I spent nearly 11 years in local government, and there was not a single year in which we failed to look for efficiencies. Contrary to what Conservative Members say, most councils do that. The idea that they can be turned around in one year is absolute nonsense, as is the idea that it is possible to avoid front-line service cuts in County Durham by halving the chief executive’s pay or cutting down on the number of pot plants. For the Minister to claim from the Dispatch Box that these cuts can be made in councils like Durham without any effect on front-line services is absolute nonsense. No organisation, let alone a council, could take out such an amount—something like 23% of its budget—without it having any effect.
My hon. Friend will be aware that Liverpool city council is one of the highest ranking in the indices of multiple deprivation, yet it suffered an 8.8% cut worth £91 million last year, it is having a £50 million cut this year and a £25 million cut next year. Can he understand the Minister’s argument that this new methodology will somehow make things fairer?
Well, it will not make it fairer; it will make it more unfair. The Secretary of State knows exactly what he is doing politically; he is rewarding the people who vote Conservative.
The formula grant for children’s services is another element that puts pressure on councils in the north of England, especially if we look at the detail. That grant has been cut, and I have to tell the hon. Member for Mid Dorset and North Poole that the number of children in care in councils such as Middlesbrough is huge in comparison with the number in Dorset. The cut thus has a disproportionate effect on councils in County Durham and in other northern cities in comparison with councils in the hon. Lady’s area. Another issue is the damping mechanism. Nine out of 12 councils in the north-east lose out under that process.
I must take my hat off to the Secretary of State for his clever use of percentages when what we should really look at is cash. When cash is taken into account rather than percentages, we find councils like South Tyneside, Hartlepool and Middlesbrough losing money through the damping mechanism, so that they have to pay to help “deprived” areas like Windsor, Maidenhead, Richmond upon Thames and, my old favourite, Wokingham. Let us compare Hartlepool to Wokingham. Under the damping mechanism, Hartlepool pays to support Wokingham. Hartlepool faces a cut of £142, that is 5.7%, in spending per dwelling and then has to provide under the damping mechanism £5—0.2%—for every dwelling, which helps to protect Wokingham. Wokingham faces only a £27 cut per household, or 1.5%—only half what the Minister says is the average.

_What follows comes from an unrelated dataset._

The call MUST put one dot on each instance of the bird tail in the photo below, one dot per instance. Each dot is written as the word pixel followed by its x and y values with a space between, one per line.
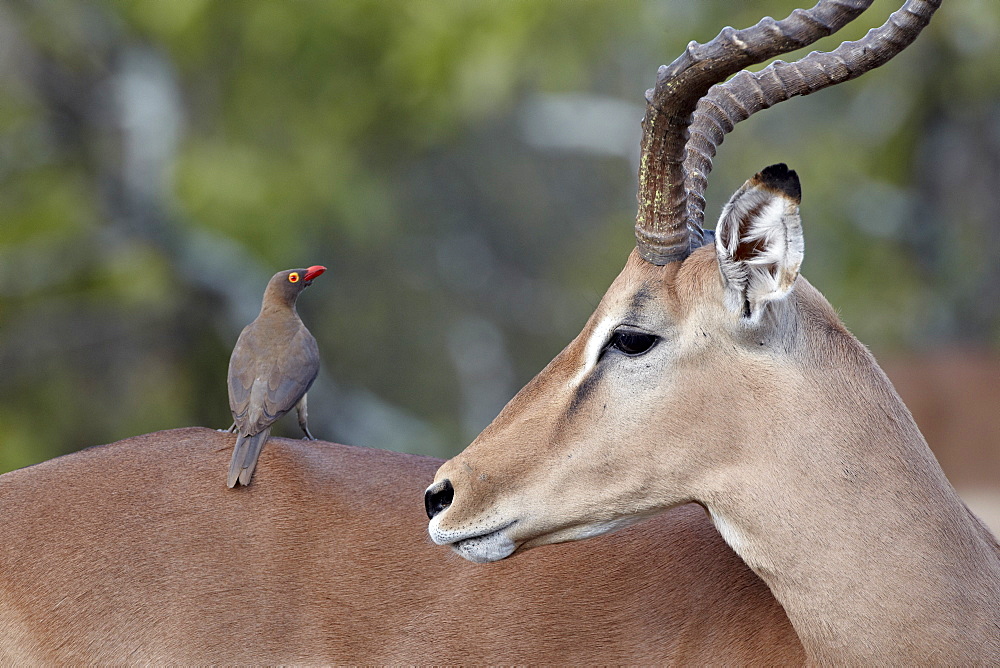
pixel 245 456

We heard it said in last week’s debates on the Local Government Finance Bill that the system is complex and that the Government are simplifying it, but they are not. They are putting in place a mechanism that will reward affluent areas. It takes away the one thing that equalisation did, which was to ensure there was a level playing field. That will no longer be the case under this system. Northern councils such as those mentioned in earlier examples are taking disproportionate cuts as well as having added costs in running their services because of high levels of unemployment, high numbers of individuals needing social care and the numbers of looked-after children. Those services place huge costs on those councils, which other councils do not have.